Since galanin signals through the Rho, Cdc42 and cofilin pathways, we then asked whether Gal-KO animals have altered growth cone dynamics compared to WT controls. Gal-KO sensory growth cones extended and retracted their filopodia at a significantly reduced rate compared with WT filopodia (Fig. 4a and b), consistent with a previous study which showed an increased velocity of rat DRG growth cones in the presence of galanin (Sanford et al. 2008). The neurotrophin BDNF has also been shown to increase filopodial extension and retraction rates by reducing activation of RhoA (Gehler et al. 2004a) and activating cofilin (Gehler et al. 2004b). Most recently, knockout of RhoE (a member of the atypical family of Rho proteins) has been shown to increase RhoA and Cdc42 activation in hippocampal neurons, associated with an decrease in cofilin activation and a reduced rate of filopodial extension and retraction (Peris et al. 2012). In contrast to these data, expression of CACdc42, albeit in drosophila, increased extension and retraction rates by 52% (Kim et al. 2002) and Cdc42-KO mice display an inhibition in the amount of filopodia/min formed and retracted (Garvalov et al. 2007). Both these studies are in embryonic animals and the apparent discordance in findings could be as a result of differing roles played by Cdc42 in early as compared with the later stages of development, as suggested by Rosario et al. (2012).
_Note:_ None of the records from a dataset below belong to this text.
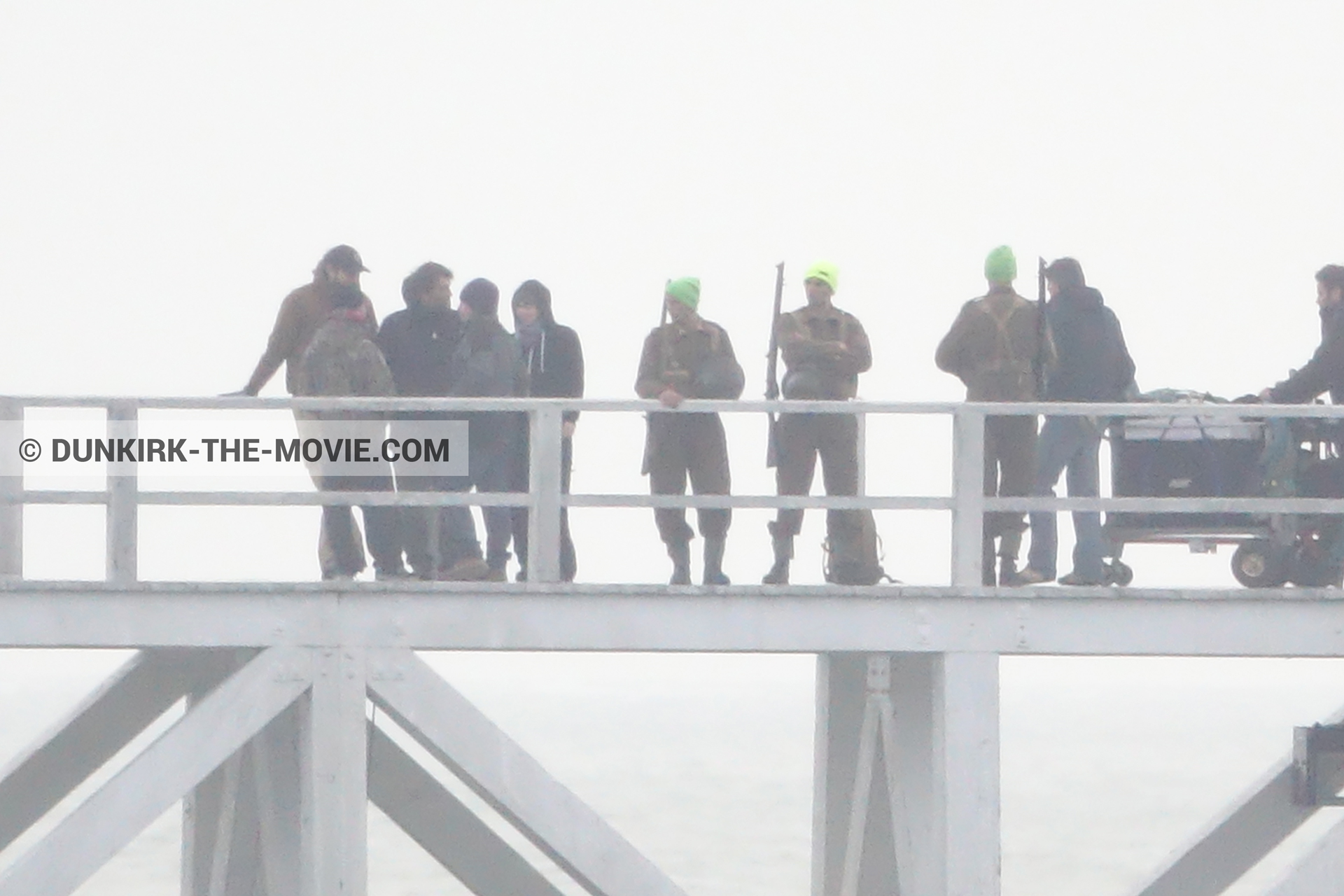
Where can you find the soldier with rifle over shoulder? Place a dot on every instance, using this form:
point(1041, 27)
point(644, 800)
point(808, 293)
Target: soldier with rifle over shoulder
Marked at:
point(824, 351)
point(689, 358)
point(1000, 348)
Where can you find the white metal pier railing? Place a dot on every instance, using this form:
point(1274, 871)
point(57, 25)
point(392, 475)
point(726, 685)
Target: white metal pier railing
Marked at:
point(277, 760)
point(967, 503)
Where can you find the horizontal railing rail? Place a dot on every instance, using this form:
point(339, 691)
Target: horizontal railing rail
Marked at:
point(965, 501)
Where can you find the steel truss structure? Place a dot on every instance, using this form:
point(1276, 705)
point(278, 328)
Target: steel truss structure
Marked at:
point(277, 760)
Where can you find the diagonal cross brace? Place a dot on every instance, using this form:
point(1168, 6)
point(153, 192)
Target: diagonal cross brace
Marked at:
point(445, 828)
point(1242, 836)
point(510, 780)
point(172, 764)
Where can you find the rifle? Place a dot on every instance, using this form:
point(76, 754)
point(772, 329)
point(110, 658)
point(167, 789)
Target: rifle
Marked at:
point(1038, 365)
point(647, 464)
point(772, 368)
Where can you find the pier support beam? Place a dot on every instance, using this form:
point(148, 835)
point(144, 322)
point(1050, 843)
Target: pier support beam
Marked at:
point(923, 783)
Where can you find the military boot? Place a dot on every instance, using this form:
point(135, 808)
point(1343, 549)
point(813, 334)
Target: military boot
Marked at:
point(1008, 547)
point(714, 561)
point(680, 554)
point(778, 574)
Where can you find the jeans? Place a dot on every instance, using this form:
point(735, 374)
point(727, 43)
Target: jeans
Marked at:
point(1068, 444)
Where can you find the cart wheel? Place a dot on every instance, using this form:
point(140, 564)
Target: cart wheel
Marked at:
point(1260, 564)
point(1119, 573)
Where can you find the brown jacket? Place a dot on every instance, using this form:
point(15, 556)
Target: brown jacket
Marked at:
point(300, 316)
point(696, 360)
point(825, 346)
point(995, 348)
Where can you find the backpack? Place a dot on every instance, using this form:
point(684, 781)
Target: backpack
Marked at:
point(851, 554)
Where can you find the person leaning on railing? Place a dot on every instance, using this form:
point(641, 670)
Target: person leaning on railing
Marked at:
point(302, 312)
point(689, 358)
point(1324, 372)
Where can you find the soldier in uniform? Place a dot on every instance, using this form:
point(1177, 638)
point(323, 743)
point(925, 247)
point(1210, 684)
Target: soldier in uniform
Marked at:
point(824, 351)
point(1000, 348)
point(689, 358)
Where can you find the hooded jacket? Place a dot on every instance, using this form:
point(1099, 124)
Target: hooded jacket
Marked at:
point(342, 359)
point(1324, 372)
point(555, 365)
point(487, 362)
point(1093, 363)
point(419, 344)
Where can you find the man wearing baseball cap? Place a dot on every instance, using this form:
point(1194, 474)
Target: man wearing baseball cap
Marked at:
point(302, 312)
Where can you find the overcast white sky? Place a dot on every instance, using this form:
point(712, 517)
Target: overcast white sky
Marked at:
point(174, 169)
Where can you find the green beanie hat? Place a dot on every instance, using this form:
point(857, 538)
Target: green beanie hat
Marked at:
point(827, 273)
point(686, 290)
point(1002, 266)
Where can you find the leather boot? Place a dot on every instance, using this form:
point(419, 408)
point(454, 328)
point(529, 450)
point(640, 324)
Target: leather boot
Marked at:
point(714, 561)
point(680, 554)
point(778, 574)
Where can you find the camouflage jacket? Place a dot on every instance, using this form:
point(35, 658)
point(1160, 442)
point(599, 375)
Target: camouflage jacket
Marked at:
point(999, 347)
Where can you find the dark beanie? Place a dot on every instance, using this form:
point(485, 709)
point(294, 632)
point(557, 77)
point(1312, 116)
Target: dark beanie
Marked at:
point(483, 298)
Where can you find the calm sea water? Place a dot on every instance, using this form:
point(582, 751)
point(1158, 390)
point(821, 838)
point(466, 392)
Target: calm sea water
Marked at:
point(705, 762)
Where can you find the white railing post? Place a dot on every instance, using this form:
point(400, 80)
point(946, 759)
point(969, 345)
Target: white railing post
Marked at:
point(860, 428)
point(122, 496)
point(968, 496)
point(543, 519)
point(11, 489)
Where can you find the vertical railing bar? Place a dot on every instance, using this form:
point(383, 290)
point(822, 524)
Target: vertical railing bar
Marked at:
point(860, 421)
point(968, 495)
point(122, 496)
point(11, 489)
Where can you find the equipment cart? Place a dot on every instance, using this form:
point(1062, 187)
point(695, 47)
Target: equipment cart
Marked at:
point(1194, 456)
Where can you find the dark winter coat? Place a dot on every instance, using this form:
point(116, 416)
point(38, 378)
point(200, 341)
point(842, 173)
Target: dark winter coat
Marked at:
point(555, 365)
point(419, 344)
point(342, 359)
point(1324, 372)
point(487, 362)
point(1093, 363)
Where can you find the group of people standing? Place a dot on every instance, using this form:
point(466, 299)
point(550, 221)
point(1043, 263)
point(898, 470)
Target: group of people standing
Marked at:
point(1007, 348)
point(331, 344)
point(1002, 346)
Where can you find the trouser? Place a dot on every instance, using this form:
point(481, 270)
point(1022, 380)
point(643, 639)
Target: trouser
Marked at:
point(691, 445)
point(435, 538)
point(522, 482)
point(1009, 469)
point(492, 445)
point(802, 440)
point(1068, 444)
point(339, 550)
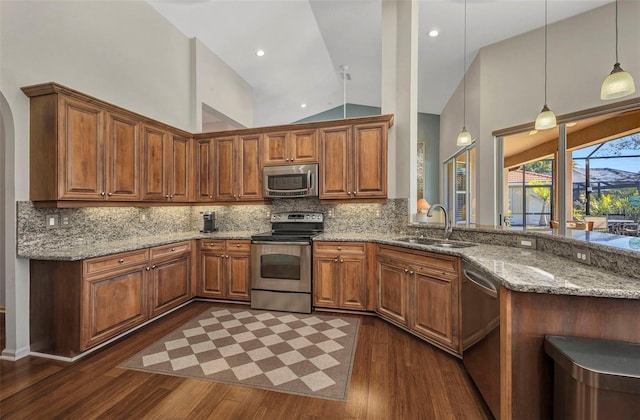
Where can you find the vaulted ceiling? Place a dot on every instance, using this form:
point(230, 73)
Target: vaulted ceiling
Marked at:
point(307, 41)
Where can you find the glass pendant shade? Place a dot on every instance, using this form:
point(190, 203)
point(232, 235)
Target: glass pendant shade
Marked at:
point(546, 119)
point(464, 138)
point(618, 84)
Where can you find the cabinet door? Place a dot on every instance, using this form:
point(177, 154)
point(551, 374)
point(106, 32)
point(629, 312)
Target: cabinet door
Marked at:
point(370, 157)
point(335, 171)
point(170, 284)
point(154, 163)
point(249, 168)
point(225, 169)
point(111, 305)
point(276, 148)
point(178, 181)
point(238, 276)
point(212, 275)
point(392, 292)
point(81, 146)
point(122, 148)
point(204, 170)
point(435, 313)
point(303, 146)
point(352, 282)
point(325, 278)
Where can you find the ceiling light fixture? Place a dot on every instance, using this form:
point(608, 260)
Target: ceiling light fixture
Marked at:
point(546, 118)
point(618, 83)
point(464, 138)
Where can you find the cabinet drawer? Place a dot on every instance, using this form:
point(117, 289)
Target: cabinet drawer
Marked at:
point(216, 245)
point(341, 247)
point(115, 262)
point(170, 250)
point(238, 245)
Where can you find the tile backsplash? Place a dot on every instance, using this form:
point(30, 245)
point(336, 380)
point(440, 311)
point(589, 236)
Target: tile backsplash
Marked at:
point(105, 224)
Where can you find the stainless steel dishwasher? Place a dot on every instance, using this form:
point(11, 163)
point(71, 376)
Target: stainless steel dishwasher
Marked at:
point(481, 333)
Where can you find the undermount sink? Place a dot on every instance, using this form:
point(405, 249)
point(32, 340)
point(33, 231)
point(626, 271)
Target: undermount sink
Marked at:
point(436, 242)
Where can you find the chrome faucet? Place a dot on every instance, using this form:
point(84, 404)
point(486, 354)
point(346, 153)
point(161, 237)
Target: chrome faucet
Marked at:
point(447, 222)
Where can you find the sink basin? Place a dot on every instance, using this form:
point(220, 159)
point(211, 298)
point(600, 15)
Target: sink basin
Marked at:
point(441, 243)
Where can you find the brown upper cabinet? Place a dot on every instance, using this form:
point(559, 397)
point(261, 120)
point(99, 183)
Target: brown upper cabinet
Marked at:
point(166, 163)
point(354, 161)
point(87, 152)
point(291, 147)
point(237, 170)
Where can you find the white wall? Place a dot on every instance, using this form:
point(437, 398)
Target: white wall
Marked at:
point(122, 52)
point(511, 82)
point(219, 87)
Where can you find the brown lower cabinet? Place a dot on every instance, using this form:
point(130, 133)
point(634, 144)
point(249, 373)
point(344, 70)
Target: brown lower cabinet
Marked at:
point(225, 269)
point(76, 305)
point(340, 275)
point(419, 291)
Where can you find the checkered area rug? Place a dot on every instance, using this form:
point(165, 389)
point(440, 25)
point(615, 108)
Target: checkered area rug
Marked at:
point(301, 354)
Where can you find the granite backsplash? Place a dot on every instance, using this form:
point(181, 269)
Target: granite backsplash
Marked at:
point(106, 224)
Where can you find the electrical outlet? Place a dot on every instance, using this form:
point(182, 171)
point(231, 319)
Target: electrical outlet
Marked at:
point(51, 221)
point(582, 255)
point(526, 243)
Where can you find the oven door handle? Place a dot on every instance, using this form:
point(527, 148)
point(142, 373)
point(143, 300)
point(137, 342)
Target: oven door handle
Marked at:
point(280, 243)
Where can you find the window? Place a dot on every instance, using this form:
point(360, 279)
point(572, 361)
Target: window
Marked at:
point(460, 186)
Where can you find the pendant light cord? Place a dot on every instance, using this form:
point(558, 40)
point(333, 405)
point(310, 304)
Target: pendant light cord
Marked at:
point(617, 31)
point(545, 52)
point(464, 72)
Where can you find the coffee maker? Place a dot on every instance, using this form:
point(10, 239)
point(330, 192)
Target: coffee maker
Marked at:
point(208, 222)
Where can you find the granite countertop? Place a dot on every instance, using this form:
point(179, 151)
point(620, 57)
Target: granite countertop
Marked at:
point(523, 270)
point(517, 269)
point(83, 251)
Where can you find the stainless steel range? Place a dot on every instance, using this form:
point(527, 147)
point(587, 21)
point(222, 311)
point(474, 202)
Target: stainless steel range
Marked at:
point(281, 266)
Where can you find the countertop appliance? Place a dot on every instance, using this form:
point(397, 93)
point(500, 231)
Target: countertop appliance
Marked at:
point(281, 265)
point(290, 181)
point(481, 333)
point(208, 222)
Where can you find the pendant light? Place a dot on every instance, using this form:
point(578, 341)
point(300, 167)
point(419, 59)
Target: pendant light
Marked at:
point(464, 138)
point(618, 83)
point(546, 118)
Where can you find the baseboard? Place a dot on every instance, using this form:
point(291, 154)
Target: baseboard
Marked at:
point(13, 355)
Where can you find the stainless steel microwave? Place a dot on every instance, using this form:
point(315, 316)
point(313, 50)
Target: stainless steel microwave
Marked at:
point(290, 181)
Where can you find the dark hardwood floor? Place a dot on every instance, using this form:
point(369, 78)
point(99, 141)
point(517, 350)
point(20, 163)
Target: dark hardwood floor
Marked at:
point(395, 376)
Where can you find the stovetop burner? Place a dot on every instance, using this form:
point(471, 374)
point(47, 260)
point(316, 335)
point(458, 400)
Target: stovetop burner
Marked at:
point(292, 227)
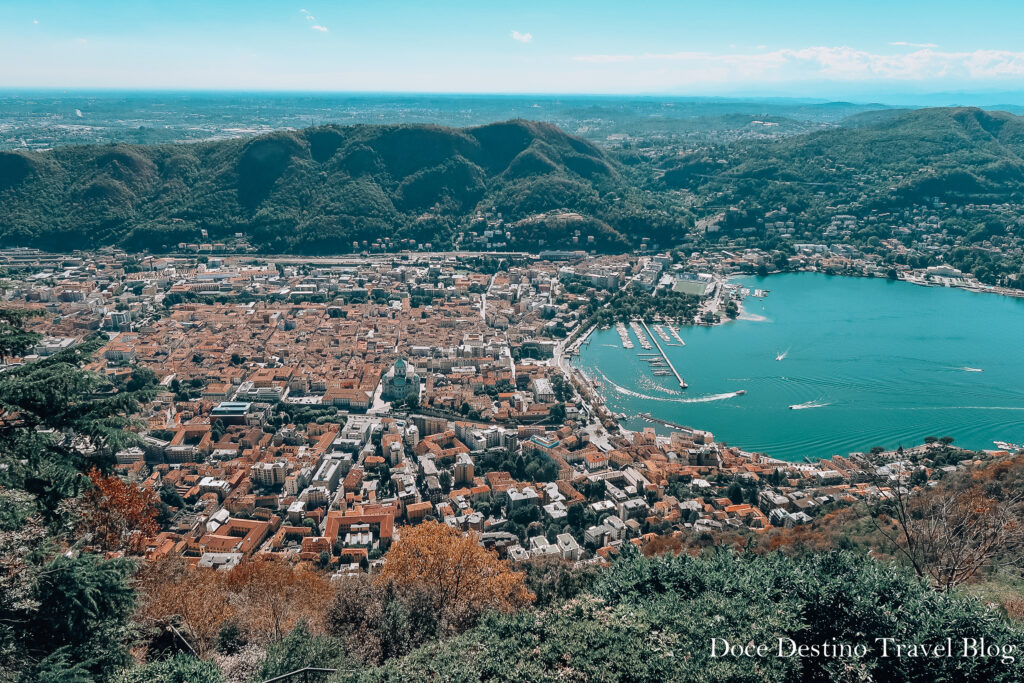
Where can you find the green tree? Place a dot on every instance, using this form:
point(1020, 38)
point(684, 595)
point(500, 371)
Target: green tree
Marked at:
point(179, 669)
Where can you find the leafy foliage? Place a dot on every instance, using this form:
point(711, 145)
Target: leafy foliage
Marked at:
point(322, 189)
point(652, 620)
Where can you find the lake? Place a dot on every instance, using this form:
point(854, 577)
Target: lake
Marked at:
point(869, 361)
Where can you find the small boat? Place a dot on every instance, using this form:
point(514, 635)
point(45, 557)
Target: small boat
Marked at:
point(804, 407)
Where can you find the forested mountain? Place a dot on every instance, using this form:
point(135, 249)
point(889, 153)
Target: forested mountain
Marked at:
point(314, 190)
point(338, 189)
point(882, 159)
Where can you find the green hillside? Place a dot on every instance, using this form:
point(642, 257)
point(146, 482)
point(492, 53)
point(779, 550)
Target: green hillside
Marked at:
point(314, 190)
point(888, 158)
point(337, 189)
point(653, 620)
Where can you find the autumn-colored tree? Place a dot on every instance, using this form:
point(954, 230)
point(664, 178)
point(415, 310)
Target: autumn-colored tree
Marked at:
point(196, 600)
point(952, 532)
point(272, 597)
point(120, 515)
point(461, 578)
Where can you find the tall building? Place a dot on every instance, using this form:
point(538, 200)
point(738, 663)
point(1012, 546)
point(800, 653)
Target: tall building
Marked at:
point(400, 382)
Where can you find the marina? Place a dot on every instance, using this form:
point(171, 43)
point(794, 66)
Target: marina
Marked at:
point(863, 364)
point(668, 363)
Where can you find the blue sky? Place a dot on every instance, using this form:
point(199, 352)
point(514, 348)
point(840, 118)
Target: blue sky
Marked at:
point(772, 47)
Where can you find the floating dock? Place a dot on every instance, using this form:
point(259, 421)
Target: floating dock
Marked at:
point(679, 377)
point(647, 417)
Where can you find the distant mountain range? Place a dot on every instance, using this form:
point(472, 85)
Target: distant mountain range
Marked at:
point(320, 189)
point(888, 158)
point(335, 189)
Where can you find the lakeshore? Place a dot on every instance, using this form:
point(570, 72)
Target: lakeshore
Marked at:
point(865, 361)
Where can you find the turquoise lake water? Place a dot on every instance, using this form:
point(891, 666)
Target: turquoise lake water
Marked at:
point(879, 363)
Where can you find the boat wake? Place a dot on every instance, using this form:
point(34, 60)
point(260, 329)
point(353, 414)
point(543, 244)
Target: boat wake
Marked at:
point(808, 404)
point(695, 399)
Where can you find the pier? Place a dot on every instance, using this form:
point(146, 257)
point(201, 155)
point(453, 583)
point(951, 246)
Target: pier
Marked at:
point(650, 418)
point(679, 377)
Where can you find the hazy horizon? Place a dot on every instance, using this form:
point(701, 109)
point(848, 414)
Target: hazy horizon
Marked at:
point(794, 49)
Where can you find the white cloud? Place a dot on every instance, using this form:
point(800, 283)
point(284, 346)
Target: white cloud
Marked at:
point(838, 62)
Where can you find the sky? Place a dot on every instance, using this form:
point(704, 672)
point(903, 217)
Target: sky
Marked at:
point(851, 49)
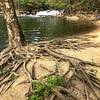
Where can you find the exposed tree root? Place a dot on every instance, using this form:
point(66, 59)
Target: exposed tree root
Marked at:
point(12, 60)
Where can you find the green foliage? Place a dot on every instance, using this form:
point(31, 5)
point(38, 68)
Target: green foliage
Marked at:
point(45, 89)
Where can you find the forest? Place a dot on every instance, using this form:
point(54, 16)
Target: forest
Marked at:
point(49, 49)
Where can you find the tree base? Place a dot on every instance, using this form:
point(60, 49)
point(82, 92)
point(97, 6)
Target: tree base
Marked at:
point(13, 63)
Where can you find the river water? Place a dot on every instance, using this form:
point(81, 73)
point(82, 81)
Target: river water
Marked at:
point(44, 28)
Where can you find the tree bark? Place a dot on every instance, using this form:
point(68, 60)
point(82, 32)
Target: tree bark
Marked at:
point(15, 34)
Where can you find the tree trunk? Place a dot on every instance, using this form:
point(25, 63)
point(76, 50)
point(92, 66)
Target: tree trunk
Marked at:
point(15, 34)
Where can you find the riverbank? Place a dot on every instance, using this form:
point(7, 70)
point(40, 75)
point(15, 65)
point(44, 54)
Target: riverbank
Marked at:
point(81, 17)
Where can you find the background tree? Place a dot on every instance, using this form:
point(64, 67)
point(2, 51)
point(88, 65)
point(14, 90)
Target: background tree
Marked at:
point(15, 34)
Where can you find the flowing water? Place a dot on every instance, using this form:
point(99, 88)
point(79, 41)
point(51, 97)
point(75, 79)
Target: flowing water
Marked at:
point(44, 28)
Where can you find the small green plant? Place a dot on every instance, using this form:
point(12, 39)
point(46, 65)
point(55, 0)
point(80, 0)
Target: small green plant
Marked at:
point(41, 90)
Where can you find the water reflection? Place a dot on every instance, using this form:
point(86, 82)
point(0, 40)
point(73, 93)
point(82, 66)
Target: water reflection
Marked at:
point(45, 28)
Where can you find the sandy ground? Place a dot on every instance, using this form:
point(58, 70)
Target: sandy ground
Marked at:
point(89, 52)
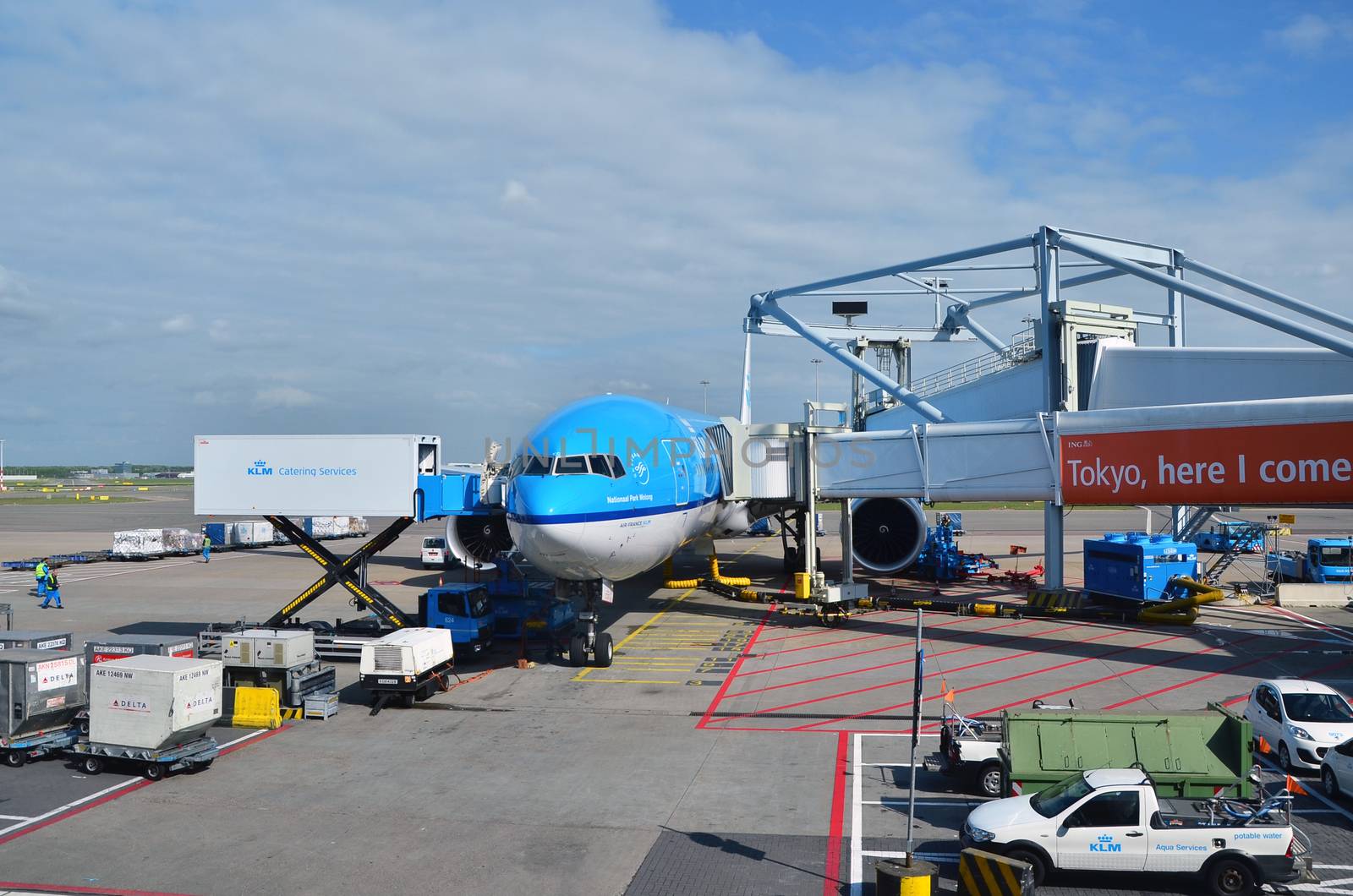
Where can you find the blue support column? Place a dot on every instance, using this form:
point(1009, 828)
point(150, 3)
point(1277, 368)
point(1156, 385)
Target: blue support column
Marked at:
point(1053, 531)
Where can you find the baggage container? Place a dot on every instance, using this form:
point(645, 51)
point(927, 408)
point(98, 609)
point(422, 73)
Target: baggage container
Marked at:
point(254, 533)
point(101, 650)
point(1137, 566)
point(326, 527)
point(409, 651)
point(1201, 753)
point(153, 702)
point(221, 533)
point(180, 540)
point(30, 639)
point(40, 691)
point(139, 543)
point(268, 647)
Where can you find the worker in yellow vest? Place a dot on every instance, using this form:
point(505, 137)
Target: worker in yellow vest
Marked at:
point(41, 574)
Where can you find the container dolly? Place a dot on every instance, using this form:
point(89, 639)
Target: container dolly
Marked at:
point(15, 753)
point(195, 756)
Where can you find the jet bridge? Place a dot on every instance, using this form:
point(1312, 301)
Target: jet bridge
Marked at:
point(1025, 423)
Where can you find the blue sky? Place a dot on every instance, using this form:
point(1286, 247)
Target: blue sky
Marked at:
point(452, 218)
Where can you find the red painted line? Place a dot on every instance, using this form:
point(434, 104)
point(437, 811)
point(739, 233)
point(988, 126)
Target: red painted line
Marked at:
point(852, 641)
point(101, 891)
point(897, 662)
point(822, 631)
point(906, 681)
point(732, 673)
point(130, 788)
point(1099, 681)
point(1000, 681)
point(1339, 664)
point(836, 828)
point(74, 811)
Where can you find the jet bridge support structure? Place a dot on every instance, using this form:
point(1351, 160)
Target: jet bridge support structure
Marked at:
point(1048, 254)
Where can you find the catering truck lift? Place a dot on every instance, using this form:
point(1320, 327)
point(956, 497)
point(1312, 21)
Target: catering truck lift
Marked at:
point(1325, 560)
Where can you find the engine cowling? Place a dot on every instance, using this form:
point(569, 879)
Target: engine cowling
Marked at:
point(477, 540)
point(888, 533)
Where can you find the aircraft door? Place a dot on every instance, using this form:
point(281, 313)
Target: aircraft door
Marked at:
point(681, 474)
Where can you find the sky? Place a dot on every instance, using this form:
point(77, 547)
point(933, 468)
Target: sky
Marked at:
point(451, 218)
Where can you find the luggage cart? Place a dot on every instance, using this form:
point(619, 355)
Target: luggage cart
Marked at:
point(195, 756)
point(15, 753)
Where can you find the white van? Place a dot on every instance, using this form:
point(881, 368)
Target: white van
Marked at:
point(435, 554)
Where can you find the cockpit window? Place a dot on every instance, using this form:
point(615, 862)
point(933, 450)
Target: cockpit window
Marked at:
point(534, 466)
point(572, 465)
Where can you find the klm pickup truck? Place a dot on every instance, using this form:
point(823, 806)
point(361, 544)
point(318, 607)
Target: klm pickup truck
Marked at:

The increase in activation of Rho, Cdc42 and inactive p(Ser3)cofilin in Gal-KO mice and the resulting reduction in the rates of filopodial extension and retraction may explain in part, the observed increase in growth cone area compared with WT controls (Fig. 4a). Of note, growth cone area was also larger in Cdc42-KO embryonic hippocampal neurons than WT controls (Garvalov et al. 2007). Whilst this may seem contradictory with our data at the level of Cdc42, it is consistent with the unexpected increased levels of phospho-LIMK and p(Ser3)cofilin observed in these mice (Garvalov et al. 2007).
In summary, we have characterised an intracellular pathway by which galanin stimulates neurite outgrowth in sensory neurons, demonstrating a role for the neuropeptide in growth cone dynamics and morphology via modulation of the activation states of Rho and Cdc42 GTPases and the actin-binding protein cofilin. These findings have important therapeutic implications for the treatment of peripheral sensory neuropathies.